Margin trading means making transactions of volume that exceed your fund. You can invest, say $100, and receive credit by your broker that will enable you to make transaction of high volume. “Margin” refers to the pledge that your broker holds from your fund for opening a position of certain volume.
Margin trading is a process of trading where you trade to take advantage of the market opportunities by investing more than what you can afford to. In simple words, margin trading allows you to purchase stocks at a marginal price.
Now you might be wondering who funds these purchases. So, these kinds of trading transactions are funded by your stock broker who lends you the cash to purchase stocks, which you may otherwise not be able to afford. Against the money he lends, he keeps either the shares or cash as collateral.

The margin can be settled later when you square off your position. Furthermore, if the profit earned by you from executing the trade is higher than the margin amount, you make a profit, else you suffer a loss.
All said, margin trading is an easy way of making quick money. So, let us learn more about it.

How Does Margin Trading Work?

When you decide to carry on margin trading, the first thing you have to do is place a request with your broker to open a margin account. Now, on account opening, you will be required to pay a certain amount of money upfront to your broker in cash. This amount is known as the minimum margin. The margin varies across brokers. Now, just in case the transaction you entered into didn’t go well, you make heavy losses and fail to recuperate the money, in such scenarios, the broker can use the minimum margin amount to square off the position and recover some money.
Once your margin account is opened and when you want to execute any transaction, you will be required to pay an initial margin. This amount is pre-determined by the broker and is a fixed percentage of the total traded value.

Apart from the above, you are also required to maintain a minimum balance at all times. If you fail to maintain the minimum balance, then the broker has the right to square off your trade. Like for example, if Mahindra & Mahindra’s stock priced at Rs. 400 falls 4.25% and the initial margin and minimum margin are 8% and 4% respectively of the total value of the shares bought, then the trade-off (i.e. 8% - 4.25% = 3.75%) will be lower than the minimum margin. In such a scenario, you might be required to pay more money to your broker in order to maintain the margin or else the broker will automatically square-off your trading position.

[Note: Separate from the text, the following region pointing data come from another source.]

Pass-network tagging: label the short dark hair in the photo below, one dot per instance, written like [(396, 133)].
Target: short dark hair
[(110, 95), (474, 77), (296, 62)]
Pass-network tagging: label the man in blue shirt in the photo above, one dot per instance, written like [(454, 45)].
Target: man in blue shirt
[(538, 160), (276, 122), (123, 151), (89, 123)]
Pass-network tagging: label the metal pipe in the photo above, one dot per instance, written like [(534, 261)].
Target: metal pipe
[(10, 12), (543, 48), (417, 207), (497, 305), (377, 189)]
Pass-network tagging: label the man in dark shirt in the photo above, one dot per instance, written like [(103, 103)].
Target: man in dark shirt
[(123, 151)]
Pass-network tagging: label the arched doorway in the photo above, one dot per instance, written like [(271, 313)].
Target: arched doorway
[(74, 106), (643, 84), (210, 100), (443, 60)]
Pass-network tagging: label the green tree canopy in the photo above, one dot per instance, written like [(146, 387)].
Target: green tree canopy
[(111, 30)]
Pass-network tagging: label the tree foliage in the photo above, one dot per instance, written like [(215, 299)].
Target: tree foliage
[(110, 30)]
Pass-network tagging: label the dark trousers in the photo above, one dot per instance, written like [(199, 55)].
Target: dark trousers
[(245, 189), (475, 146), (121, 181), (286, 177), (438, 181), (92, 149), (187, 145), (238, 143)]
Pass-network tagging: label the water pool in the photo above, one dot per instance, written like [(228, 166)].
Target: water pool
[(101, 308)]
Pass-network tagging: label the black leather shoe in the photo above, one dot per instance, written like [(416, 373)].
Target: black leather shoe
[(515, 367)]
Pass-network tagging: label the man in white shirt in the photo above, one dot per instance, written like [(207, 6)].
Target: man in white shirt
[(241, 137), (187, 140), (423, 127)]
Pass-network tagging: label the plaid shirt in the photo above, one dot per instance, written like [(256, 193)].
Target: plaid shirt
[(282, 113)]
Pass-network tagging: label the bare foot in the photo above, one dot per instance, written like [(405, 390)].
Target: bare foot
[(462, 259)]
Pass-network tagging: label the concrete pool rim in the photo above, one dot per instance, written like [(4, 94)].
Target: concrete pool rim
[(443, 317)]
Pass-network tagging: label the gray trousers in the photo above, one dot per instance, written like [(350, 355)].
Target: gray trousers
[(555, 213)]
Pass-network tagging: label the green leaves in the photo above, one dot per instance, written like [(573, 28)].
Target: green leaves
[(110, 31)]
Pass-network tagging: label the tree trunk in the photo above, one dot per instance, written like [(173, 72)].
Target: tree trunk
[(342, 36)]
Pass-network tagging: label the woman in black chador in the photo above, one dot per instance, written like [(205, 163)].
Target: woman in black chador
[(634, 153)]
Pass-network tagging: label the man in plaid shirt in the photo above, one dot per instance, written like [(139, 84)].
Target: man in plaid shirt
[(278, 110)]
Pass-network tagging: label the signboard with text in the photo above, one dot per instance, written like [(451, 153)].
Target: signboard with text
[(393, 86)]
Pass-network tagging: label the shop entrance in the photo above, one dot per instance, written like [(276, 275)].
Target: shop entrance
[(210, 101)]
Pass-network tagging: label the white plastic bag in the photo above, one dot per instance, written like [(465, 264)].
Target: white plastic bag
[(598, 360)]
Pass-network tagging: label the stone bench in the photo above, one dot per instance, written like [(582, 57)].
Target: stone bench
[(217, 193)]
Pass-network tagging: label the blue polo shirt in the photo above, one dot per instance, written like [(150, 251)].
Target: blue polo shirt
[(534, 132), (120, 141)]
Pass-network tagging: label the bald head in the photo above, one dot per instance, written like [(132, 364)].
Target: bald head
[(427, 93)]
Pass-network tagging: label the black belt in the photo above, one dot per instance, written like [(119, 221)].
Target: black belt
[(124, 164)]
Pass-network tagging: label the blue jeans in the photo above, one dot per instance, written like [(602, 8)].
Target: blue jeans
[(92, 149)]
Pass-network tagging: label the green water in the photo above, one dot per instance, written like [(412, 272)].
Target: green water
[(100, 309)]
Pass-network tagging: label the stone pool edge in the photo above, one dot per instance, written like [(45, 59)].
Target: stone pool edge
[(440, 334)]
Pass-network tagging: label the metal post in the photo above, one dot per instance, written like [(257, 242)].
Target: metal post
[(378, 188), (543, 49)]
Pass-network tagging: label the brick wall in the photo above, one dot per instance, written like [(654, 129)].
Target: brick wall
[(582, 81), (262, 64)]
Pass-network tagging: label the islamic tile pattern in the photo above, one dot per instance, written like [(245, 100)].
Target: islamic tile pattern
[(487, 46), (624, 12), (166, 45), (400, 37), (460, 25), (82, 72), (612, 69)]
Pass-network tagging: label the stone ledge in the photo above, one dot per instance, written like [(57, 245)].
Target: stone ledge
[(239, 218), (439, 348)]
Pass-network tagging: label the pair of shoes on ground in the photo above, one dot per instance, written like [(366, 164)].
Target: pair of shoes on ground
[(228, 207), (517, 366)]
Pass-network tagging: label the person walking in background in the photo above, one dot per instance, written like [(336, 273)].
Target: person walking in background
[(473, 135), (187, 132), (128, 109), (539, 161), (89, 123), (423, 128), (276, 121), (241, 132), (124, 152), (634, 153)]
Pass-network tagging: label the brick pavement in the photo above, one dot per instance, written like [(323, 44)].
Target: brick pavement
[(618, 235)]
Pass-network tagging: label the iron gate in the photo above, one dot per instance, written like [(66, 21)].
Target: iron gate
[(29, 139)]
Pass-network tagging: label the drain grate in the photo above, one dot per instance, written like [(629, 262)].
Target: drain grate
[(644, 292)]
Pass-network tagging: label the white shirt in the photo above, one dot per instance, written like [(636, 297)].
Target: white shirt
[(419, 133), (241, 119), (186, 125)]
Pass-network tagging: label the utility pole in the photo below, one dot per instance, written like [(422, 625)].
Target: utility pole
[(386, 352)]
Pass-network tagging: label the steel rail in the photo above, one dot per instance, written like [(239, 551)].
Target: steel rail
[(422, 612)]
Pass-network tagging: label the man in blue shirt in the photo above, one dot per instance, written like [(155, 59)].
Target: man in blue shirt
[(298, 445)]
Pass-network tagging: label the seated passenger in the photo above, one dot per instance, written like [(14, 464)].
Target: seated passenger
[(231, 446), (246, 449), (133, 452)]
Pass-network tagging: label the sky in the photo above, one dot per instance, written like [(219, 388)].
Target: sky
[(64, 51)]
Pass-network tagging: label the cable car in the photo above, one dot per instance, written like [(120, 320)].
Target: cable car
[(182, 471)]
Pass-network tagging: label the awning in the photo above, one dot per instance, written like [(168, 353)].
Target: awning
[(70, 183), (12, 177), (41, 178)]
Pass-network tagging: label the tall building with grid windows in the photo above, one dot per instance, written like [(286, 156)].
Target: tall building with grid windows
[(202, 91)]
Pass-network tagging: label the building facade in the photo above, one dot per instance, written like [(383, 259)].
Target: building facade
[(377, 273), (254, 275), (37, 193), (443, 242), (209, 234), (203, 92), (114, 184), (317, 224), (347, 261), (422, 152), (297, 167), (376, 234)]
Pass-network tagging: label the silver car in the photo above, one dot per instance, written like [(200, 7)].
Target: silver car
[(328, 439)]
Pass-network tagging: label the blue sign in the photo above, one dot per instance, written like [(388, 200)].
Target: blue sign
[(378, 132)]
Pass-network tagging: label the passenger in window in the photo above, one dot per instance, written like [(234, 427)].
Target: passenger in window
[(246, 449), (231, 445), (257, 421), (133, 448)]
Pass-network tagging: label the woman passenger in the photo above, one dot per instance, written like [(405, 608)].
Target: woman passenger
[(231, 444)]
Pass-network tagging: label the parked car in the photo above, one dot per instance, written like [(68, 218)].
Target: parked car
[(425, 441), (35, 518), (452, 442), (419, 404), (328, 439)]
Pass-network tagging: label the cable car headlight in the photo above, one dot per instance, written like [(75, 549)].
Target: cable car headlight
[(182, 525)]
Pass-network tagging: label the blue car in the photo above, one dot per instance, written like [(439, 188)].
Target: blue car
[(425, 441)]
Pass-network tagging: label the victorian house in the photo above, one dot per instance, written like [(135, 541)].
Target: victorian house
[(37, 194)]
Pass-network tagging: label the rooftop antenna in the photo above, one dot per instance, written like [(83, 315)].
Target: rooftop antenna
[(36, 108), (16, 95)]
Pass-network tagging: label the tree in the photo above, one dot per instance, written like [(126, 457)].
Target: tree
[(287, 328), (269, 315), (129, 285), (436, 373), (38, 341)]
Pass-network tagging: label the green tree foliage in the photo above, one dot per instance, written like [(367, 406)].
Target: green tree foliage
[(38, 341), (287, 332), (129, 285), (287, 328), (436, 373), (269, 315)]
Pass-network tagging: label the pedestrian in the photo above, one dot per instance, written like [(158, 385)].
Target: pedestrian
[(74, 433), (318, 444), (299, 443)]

The squaring-off position is compulsory at the end of each trade session. Meaning, if you have bought shares today, you will have to sell them today before the market closes. Likewise, if you have sold shares today, you will have to buy them today before the market closes.
However, there is an option of taking delivery by paying for the entire trade (buy or sell) during the session along with broker’s fees and additional charges.

Benefits of Margin Trading

Some of the benefits of margin trading are as follows:

- Margin trading is ideal for investors who aim to take the opportunity of price fluctuations over a short period but do not have enough money in hand.
- Margin trading helps you to leverage your position in securities that are not from the derivatives sector.
- Margin trading helps you earn a better rate of return on your investment.
- It enhances your purchasing power.
- The shares and securities kept in your demat account can be used as a collateral for margin facility.
- The margin trading facility is continuously monitored and regulated by The Securities and Exchange Board of India (SEBI) and stock exchanges.
- Since margin accounts can be offered only by authorised brokers, it provides more safety and security to the investors.

The Bottom Line

Margin trading can be a great way of earning in the stock market. However, the risks associated with it are also high. If not done with caution and disciple, you may end up losing more money than you had invested. Therefore, it is crucial to gauge your risk appetite before investing money in margin trading.